Several Chinese manufacturers, or foreign companies that manufacture in China, were targeted: Xingyuan Group and all other Chinese companies will be slapped with 55.07 percent duties; Hankook Tire, a South Korean firm, with 23.41 percent duties; Giti Group, a Singapore-based company with 29.56 percent; and Aeolus Group and Pirelli, who both share a parent company, China National Tire and Rubber Co. (CNRC), with 37.29 percent. CNRC is a subsidiary of China’s state-run company, ChemChina. A category of tire companies considered “cooperating companies” will face 32.3 percent duties.
According to the EU’s announcement, dated Oct. 18, CNRC held 46 percent of shares at the Italian firm Pirelli as of last month. ChemChina first bought a 26.2 percent stake in Pirelli in March 2015, in a 7.1 billion-euro deal, according to Reuters.
Hankook and Giti have several subsidiary companies in China, based in major Chinese cities such as Shanghai and Chongqing, a metropolis in southwestern China.
The European Commission, the EU’s governing body, began its anti-dumping investigation in August 2017, when it received a complaint from a coalition of European tire manufacturers.
The Commission found that the Chinese government provided direct funding, import tariff rebates, preferential loans, and exemptions from value-added taxes, amounting to unfair competitive advantages.

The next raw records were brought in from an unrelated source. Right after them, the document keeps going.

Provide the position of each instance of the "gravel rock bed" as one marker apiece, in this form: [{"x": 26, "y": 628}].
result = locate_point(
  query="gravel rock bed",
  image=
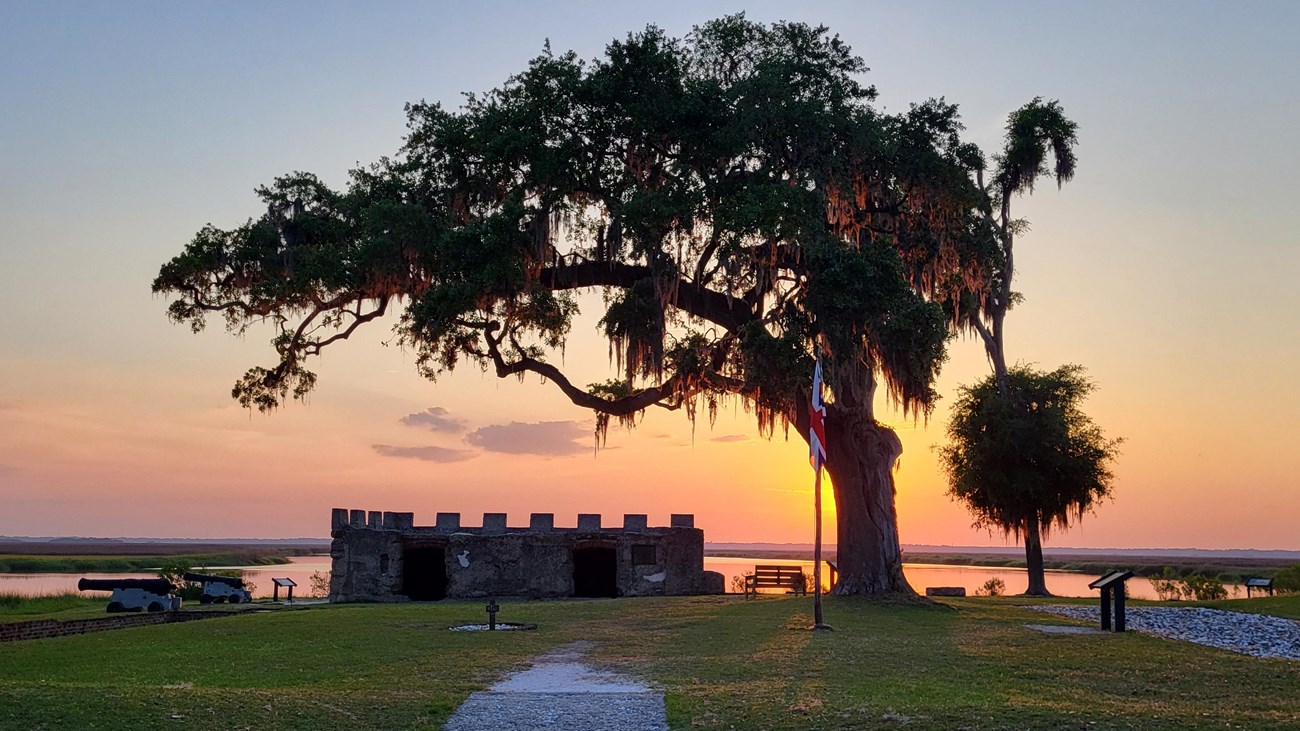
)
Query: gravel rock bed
[{"x": 1259, "y": 635}]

The volume of Chinese truck and bus tire imports subsequently rose dramatically in recent years. While in 2010, the total light truck and truck tire imports from China was 1.4 million, that tripled to about 4.42 million units in 2016, according to official statistics from the European Commission.
From 2014 to 2017, China’s import volumes increased by 32 percent, and Chinese market share to 21.3 percent from 17.1 percent.